Combine customized dependencies into your Amazon Sagemaker Canvas workflow

by root March 28, 2025

written by root March 28, 2025 0 comment 143 views

When implementing machine studying (ML) workflows with Amazon Sagemaker Canvas, organizations may have to contemplate the exterior dependencies wanted for a specific use case. Sagemaker Canvas presents highly effective no-code and low-code performance for fast experiments, however some tasks could require specialised dependencies and libraries that aren’t included in Sagemaker Canvas by default. This submit supplies an instance of the best way to incorporate code that will depend on exterior dependencies into the Sagemaker Canvas workflow.

Amazon Sagemaker Canvas is a low-code, no-code (LCNC) ML platform that guides you thru each step of the ML journey, from making ready preliminary information to deploying the ultimate mannequin. With out writing a single line of code, customers can discover datasets, rework information, construct fashions, and generate predictions.

Sagemaker Canvas presents complete information relaunching capabilities that show you how to put together your information, together with:

Over 300 built-in conversion steps
Purposeful Engineering Operate
Knowledge normalization and cleaning features
Customized code editors that assist Python, Pyspark, and Sparksql

This submit reveals you the best way to embody dependencies saved in Amazon Easy Storage Service (Amazon S3) inside an Amazon Sagemaker Knowledge Wrangler Circulate.

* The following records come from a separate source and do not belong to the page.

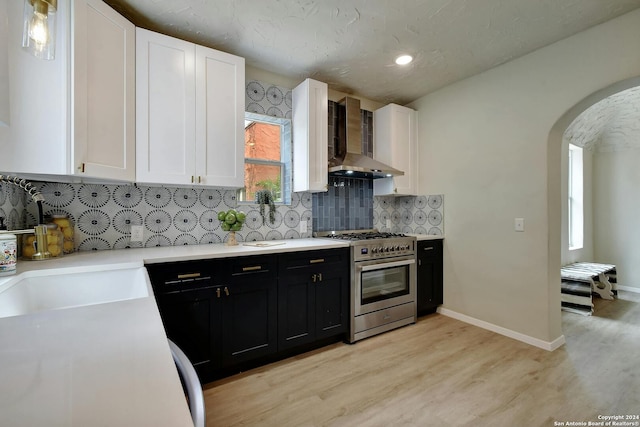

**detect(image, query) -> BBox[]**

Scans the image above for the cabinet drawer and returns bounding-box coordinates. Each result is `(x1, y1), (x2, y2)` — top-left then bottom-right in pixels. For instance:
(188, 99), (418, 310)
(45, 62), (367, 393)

(228, 255), (277, 277)
(280, 248), (349, 270)
(146, 261), (223, 294)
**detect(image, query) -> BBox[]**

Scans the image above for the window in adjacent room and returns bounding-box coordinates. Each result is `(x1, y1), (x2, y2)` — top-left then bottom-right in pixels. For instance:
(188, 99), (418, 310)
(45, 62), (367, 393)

(568, 144), (584, 250)
(238, 113), (291, 204)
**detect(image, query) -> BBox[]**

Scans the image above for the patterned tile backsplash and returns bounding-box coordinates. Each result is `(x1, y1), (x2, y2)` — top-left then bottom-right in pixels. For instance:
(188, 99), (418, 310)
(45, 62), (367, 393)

(373, 195), (444, 236)
(13, 182), (311, 251)
(0, 183), (27, 230)
(0, 77), (444, 251)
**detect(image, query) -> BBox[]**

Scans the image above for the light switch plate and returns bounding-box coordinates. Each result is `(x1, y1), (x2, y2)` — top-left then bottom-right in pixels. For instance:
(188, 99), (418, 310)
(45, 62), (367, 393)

(131, 225), (144, 242)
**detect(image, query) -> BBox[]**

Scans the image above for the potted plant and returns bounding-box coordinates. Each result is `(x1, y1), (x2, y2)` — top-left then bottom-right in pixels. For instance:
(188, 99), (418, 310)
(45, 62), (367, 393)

(256, 190), (276, 224)
(218, 209), (247, 246)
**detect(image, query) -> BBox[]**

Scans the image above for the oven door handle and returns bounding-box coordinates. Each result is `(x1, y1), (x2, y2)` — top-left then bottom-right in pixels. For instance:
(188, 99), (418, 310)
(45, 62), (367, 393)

(357, 259), (416, 271)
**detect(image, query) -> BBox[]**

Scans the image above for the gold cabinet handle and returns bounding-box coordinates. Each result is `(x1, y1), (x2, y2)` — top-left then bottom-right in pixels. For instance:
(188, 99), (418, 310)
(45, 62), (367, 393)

(178, 273), (200, 279)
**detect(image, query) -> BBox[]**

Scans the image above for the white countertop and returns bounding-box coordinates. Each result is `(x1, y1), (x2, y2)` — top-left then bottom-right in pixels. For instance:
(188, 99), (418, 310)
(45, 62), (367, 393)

(407, 234), (444, 241)
(0, 239), (349, 427)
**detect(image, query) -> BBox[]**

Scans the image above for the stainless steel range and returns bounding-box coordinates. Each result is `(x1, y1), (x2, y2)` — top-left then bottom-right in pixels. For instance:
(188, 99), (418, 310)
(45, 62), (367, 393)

(314, 229), (416, 343)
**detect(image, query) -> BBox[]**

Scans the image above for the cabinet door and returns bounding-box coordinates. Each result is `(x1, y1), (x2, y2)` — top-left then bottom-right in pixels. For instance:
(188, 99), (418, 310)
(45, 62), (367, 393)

(278, 267), (317, 350)
(373, 104), (418, 196)
(221, 277), (278, 367)
(416, 240), (443, 315)
(278, 248), (349, 350)
(195, 46), (244, 188)
(136, 28), (196, 184)
(0, 0), (71, 175)
(314, 263), (349, 339)
(156, 288), (220, 381)
(292, 79), (329, 192)
(220, 255), (278, 367)
(70, 0), (135, 181)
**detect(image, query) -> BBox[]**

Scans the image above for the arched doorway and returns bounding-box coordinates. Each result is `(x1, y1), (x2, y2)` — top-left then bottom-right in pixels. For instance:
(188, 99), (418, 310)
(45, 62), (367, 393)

(547, 77), (640, 322)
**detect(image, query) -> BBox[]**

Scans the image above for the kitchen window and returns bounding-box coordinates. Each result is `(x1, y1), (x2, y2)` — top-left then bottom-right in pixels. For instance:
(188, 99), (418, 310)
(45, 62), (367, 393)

(568, 144), (584, 250)
(238, 113), (291, 204)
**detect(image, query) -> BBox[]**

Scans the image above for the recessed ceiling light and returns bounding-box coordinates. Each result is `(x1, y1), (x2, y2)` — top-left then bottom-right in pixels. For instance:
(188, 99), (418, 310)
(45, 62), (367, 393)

(396, 55), (413, 65)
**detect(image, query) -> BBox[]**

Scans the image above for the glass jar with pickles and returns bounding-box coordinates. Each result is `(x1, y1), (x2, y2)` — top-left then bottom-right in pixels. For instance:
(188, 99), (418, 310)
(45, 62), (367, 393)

(22, 222), (64, 260)
(51, 215), (76, 254)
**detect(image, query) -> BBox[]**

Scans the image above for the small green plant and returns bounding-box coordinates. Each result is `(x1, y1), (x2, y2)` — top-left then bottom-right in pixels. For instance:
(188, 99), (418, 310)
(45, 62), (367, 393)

(256, 190), (276, 224)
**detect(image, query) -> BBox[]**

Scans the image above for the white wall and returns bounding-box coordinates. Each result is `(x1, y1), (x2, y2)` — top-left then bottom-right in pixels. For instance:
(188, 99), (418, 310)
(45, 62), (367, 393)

(560, 144), (596, 265)
(411, 10), (640, 347)
(594, 149), (640, 288)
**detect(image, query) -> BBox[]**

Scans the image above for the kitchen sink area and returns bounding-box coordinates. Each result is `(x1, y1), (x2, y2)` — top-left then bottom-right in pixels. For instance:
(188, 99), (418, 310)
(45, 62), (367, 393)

(0, 267), (149, 318)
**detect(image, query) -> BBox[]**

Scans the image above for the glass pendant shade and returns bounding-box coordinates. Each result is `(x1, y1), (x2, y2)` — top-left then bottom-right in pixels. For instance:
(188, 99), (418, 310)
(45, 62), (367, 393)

(22, 0), (58, 60)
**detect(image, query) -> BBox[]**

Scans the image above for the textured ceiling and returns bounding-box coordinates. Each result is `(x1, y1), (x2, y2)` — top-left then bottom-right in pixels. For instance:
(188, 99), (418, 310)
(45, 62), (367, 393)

This strategy can be utilized to run customized scripts that depend on modules which might be basically not supported by Sagemaker Canvas.

Resolution overview

To showcase customized scripts and dependencies integration from Amazon S3 to Sagemaker Canvas, we contemplate the next workflow:

The answer follows three most important steps:

Add customized scripts and dependencies to Amazon S3
Use Sagemaker Knowledge Wrangler to make use of Sagemaker Canvas to transform information utilizing uploaded code
Practice and export fashions

The next diagram reveals the structure of the answer.

This instance makes use of two complementary datasets out there in Sagemaker Canvas, containing supply info for pc display screen supply. By combining these datasets, we create a complete dataset that captures numerous supply metrics and supply outcomes. Our aim is to construct a predictive mannequin that may decide whether or not future shipments will arrive on time primarily based on future delivery patterns and traits.

Stipulations

As a prerequisite, you need to entry Amazon S3 and Amazon Sagemaker AI. If you don’t have already got a Sagemaker AI area configured together with your account, additionally, you will want permissions to create a Sagemaker AI area.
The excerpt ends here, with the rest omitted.